Ces cinq articles, si importants à la félicité et au salut de la colonie, furent débattus avec toute la maturité et le sens froid d'une politique éclairée. Messieurs les députés, guidés par leurs lumières et les sentiments vifs de leur patriotisme, les appuyèrent de leurs suffrages unanimes: en leur nom privé et dans leurs individualités respectives, ils allèrent même jusqu'à manifester le plus sincère désir de l'institution d'une Chambre d'assemblée, formée sur un plan général, seule mesure qu'ils reconnurent devoir placer l'administration heureuse du Canada sur une base fixe et respectable. J'étais présent à ces arrêtés: je goûtai une sensible consolation, de les communiquer à tous mes compatriotes par 36 exemplaires de ces cinq articles, que je leur dépêchai par les premiers vaisseaux: par les titres les plus intéressants, ils ne peuvent, sans doute, que les confirmer.

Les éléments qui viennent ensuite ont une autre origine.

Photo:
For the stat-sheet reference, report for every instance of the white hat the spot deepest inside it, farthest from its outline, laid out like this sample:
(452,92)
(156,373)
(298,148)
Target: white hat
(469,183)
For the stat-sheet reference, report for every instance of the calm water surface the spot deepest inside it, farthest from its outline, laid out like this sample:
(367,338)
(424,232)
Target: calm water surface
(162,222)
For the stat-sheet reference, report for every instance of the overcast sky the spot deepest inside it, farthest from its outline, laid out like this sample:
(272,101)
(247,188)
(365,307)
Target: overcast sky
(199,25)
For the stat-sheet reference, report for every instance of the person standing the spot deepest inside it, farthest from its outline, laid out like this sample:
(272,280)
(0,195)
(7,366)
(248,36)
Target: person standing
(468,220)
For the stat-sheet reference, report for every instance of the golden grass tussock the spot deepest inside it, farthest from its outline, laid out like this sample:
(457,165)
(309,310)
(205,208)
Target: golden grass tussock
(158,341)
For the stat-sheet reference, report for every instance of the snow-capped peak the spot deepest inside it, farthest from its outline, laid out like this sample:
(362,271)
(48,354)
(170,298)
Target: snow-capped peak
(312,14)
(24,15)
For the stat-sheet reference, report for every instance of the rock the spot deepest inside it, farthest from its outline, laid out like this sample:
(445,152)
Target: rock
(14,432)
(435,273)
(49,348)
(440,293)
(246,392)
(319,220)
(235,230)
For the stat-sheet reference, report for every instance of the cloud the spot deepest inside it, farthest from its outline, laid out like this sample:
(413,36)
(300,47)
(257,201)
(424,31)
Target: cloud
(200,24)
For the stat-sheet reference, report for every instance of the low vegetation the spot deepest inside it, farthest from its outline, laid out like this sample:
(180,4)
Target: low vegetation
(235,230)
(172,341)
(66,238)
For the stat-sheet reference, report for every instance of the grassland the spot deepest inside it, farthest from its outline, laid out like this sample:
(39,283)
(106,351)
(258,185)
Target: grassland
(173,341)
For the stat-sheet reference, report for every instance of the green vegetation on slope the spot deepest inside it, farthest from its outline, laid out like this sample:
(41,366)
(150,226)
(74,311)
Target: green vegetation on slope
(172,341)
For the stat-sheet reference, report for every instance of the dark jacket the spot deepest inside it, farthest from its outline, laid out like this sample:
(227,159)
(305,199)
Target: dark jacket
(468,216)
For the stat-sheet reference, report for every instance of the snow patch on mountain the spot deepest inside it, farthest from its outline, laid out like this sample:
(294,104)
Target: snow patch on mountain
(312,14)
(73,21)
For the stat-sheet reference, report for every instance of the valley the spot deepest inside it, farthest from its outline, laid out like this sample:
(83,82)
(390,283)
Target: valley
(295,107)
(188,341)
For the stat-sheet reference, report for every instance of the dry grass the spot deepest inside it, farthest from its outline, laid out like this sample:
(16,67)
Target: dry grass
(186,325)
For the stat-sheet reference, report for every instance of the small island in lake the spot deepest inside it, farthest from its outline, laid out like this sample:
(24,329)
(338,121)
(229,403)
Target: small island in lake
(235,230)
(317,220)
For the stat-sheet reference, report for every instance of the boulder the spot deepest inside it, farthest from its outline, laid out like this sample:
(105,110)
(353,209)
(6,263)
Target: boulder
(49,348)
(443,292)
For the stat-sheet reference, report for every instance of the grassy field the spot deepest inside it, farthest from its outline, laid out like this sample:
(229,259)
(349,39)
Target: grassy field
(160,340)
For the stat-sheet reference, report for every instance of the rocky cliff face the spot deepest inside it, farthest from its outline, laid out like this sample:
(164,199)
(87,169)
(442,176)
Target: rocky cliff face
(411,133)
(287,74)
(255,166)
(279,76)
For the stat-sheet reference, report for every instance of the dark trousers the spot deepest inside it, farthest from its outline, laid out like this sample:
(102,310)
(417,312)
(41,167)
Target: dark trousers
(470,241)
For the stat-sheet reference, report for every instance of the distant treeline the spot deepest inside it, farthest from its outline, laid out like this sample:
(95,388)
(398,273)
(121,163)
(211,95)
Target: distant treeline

M. Masères, en proposant ces cinq articles, pourvoyait au plus pressé, c'est-à-dire à l'absolu nécessaire; eu égard au peu de concert qui régnait dans la province, il ne voyait pas jour à amplifier, avec espérance de succès, les objets des demandes présentes: mais si le patriotisme et la voix des intérêts communs venaient jamais à ramener tous les esprits à l'unité de sentiment, (révolution heureuse, que j'ose aujourd'hui me promettre du Canada) j'avance hardiment, que la félicité de la province exigerait au moins l'addition des trois articles suivants:

1. La représentation du Canada par la nomination de six membres, d'après le plan tracé dans ma Lettre à Messieurs les Canadiens.

2. La soustraction à l'autorité du gouverneur, du pouvoir de casser, ou même de suspendre les avocats, les procureurs, les notaires, et autres gens de loi, que sur les mêmes clauses stipulées pour le juge en chef.

3. La décision des corvées remise au jugement du corps législatif, et enlevée au gouverneur, qui par là serait privé des moyens de molester les pauvres agriculteurs, par des injonctions déplacées et arbitraires.